L’exclusion organisée

 Ces deux chapitres sont destinés à faire peur en décrivant une machine infernale échappant au contrôle de ceux qui l’ont imaginé et mis en œuvre. Les méthodes utilisées par l’auteur sont simples :

Utiliser des nombres en valeur absolue sans les exprimer sous forme de proportions, beaucoup plus rassura

Associer le fait de ne pas avoir de permis et le fait de ne plus en avoir faute de points dans le cadre du permis à points.

Ne pas envisager le problème dans sa dynamique, c'est-à-dire en détaillant le nombre de points récupérés par des stages et la récupération d’un permis après 6 mois d’annulation. C’est uniquement la difficulté de repasser le permis dans ce délai qui est envisagée, alors que le livre a été écrit après les décisions gouvernementales permettant de faire du délai de 6 mois un délai effectif et non un délai auquel s’ajoutera celui des formalités et de l’attente de l’examen (uniquement sur le code dans ce cas, il faut le rappeler).

Ne jamais envisager la situation dans les autres pays qui ont développé un permis à points pour éviter des comparaisons qui permettraient de constater que la France occupe une position très moyenne dans ce dispositif.

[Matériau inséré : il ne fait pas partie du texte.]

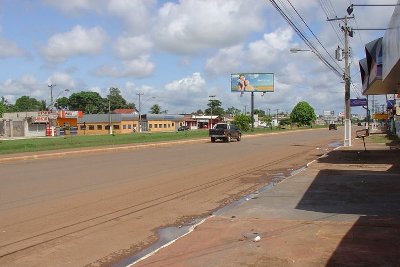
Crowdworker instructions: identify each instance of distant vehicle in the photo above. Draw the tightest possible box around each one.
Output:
[178,126,190,132]
[208,123,242,143]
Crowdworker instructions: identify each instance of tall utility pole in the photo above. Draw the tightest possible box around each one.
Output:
[108,98,112,134]
[251,92,254,131]
[47,84,56,108]
[209,95,215,129]
[136,93,144,133]
[328,15,354,147]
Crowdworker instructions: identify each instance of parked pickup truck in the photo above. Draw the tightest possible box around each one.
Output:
[208,123,242,143]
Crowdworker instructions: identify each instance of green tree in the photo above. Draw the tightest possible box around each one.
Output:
[233,114,251,132]
[69,91,108,114]
[14,96,43,112]
[106,87,134,110]
[150,104,161,114]
[225,107,241,116]
[192,109,204,115]
[204,99,225,117]
[290,101,317,126]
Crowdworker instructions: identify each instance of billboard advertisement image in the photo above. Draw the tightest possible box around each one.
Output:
[231,73,274,93]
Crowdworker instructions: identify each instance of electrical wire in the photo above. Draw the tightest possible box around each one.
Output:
[287,0,343,73]
[270,0,343,77]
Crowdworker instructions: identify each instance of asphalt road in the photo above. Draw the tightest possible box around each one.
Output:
[0,129,343,266]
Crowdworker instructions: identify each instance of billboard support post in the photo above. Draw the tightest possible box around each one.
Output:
[251,92,254,131]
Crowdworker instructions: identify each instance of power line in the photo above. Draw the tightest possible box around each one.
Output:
[270,0,342,77]
[287,0,343,73]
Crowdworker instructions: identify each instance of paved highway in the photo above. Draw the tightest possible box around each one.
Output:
[0,129,343,266]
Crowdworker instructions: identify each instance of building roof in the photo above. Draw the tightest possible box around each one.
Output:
[78,114,184,123]
[112,108,137,114]
[78,114,122,123]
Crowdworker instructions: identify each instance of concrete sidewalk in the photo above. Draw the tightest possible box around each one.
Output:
[134,139,400,267]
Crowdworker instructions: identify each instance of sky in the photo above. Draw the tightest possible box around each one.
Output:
[0,0,396,115]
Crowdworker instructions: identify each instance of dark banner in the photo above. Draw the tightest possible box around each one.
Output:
[350,98,368,107]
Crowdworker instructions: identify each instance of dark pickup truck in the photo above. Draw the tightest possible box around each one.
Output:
[208,123,242,143]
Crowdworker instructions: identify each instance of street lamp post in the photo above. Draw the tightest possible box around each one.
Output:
[136,93,144,133]
[47,84,57,109]
[209,95,215,129]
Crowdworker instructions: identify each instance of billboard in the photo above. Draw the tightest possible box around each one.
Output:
[350,98,368,107]
[231,73,274,93]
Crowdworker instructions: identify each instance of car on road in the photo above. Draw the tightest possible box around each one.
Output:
[208,123,242,143]
[178,126,190,132]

« Tel qu’il est lancé, ce système de contrôle automatique est, en effet, une véritable bombe à retardement. En 2003, première année d’application, 4,4 millions de points ont été retirés sur les permis de conduire, puis 6,4 en 2004, 7,5 millions en 2005, au cours des 6 premiers mois de 2006, 6,7 millions de points ont été retirés : la prévision de la sécurité routière – 9 millions de points retirés en 2006 – semble très en dessous de la réalité».

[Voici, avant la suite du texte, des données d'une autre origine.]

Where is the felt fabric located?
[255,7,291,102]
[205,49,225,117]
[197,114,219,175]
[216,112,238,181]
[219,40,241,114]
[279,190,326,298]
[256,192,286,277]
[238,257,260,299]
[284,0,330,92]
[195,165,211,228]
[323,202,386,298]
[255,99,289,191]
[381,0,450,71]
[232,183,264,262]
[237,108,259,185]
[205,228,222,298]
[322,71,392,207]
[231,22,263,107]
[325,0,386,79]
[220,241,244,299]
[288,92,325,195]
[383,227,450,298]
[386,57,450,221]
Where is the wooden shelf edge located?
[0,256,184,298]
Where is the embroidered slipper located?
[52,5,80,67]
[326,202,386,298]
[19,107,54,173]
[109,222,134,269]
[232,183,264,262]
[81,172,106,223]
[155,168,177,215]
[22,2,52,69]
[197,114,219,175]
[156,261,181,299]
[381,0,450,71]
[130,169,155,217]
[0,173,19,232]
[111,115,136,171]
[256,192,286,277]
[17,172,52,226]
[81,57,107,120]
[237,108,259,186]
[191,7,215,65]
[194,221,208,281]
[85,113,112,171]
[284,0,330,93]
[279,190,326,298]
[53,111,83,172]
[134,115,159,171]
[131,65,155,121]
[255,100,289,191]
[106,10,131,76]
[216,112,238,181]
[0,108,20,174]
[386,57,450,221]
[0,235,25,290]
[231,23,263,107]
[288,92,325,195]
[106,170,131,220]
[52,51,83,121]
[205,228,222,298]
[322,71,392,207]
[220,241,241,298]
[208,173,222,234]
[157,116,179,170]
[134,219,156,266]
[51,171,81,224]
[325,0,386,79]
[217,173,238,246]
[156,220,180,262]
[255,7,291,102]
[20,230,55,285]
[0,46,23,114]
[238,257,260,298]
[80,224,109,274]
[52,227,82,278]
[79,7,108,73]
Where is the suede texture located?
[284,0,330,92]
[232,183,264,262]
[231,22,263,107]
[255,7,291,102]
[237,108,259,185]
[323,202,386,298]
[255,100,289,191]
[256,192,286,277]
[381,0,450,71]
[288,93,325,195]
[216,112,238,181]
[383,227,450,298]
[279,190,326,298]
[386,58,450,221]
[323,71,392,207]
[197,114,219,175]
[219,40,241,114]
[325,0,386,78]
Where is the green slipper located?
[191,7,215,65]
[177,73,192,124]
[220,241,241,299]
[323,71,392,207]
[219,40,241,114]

« D’où une accélération sensible du nombre de retraits des permis de conduire par attrition du nombre de points, 21 000 en 2003, 39 000 en 2004, 54 242 en 2005, 56 000 pour les seuls six premiers mois de 2006 et sans doute plus de 70 000 en 2006. Une machine à exclure s’est mise en marche ».

La suite du chapitre 6 comporte deux parties distinctes. La première énumère tous les pièges possibles créés par des signalisations de limites de vitesse mal faites ou inadaptées. Ces situations existent et je milite comme Airy Routier pour la mise à niveau de ces signalisations (voir la question aux candidats à l’élection présidentielle sur le site www.securite-sanitaire.org). La seconde est une présentation de cas particuliers, certains crédibles, d’autres beaucoup moins, destinée à montrer comment des gens « ordinaires » se retrouvent sans permis. Elle amorce les chapitres de la fin du livre qui développent l’apprentissage des méthodes permettant de ne pas respecter les lois. L’histoire de « ce préfet du Nord de la France qui n’hésite pas à assumer les fautes de ses amis et à leur donner quelques uns des points de son propre permis » fait partie de ces affirmations sans preuve qu’un journaliste sérieux n’ose pas produire dans un document se voulant précis. Je n'ai pas comptabilisé dans les erreurs cette forme d'affirmation sans preuves, le nombre d'affirmations erronées identifiables et d'erreurs de raisonnement est suffisamment important pour ne pas chercher à alourdir l'ardoise avec toutes les affirmations incontrôlables.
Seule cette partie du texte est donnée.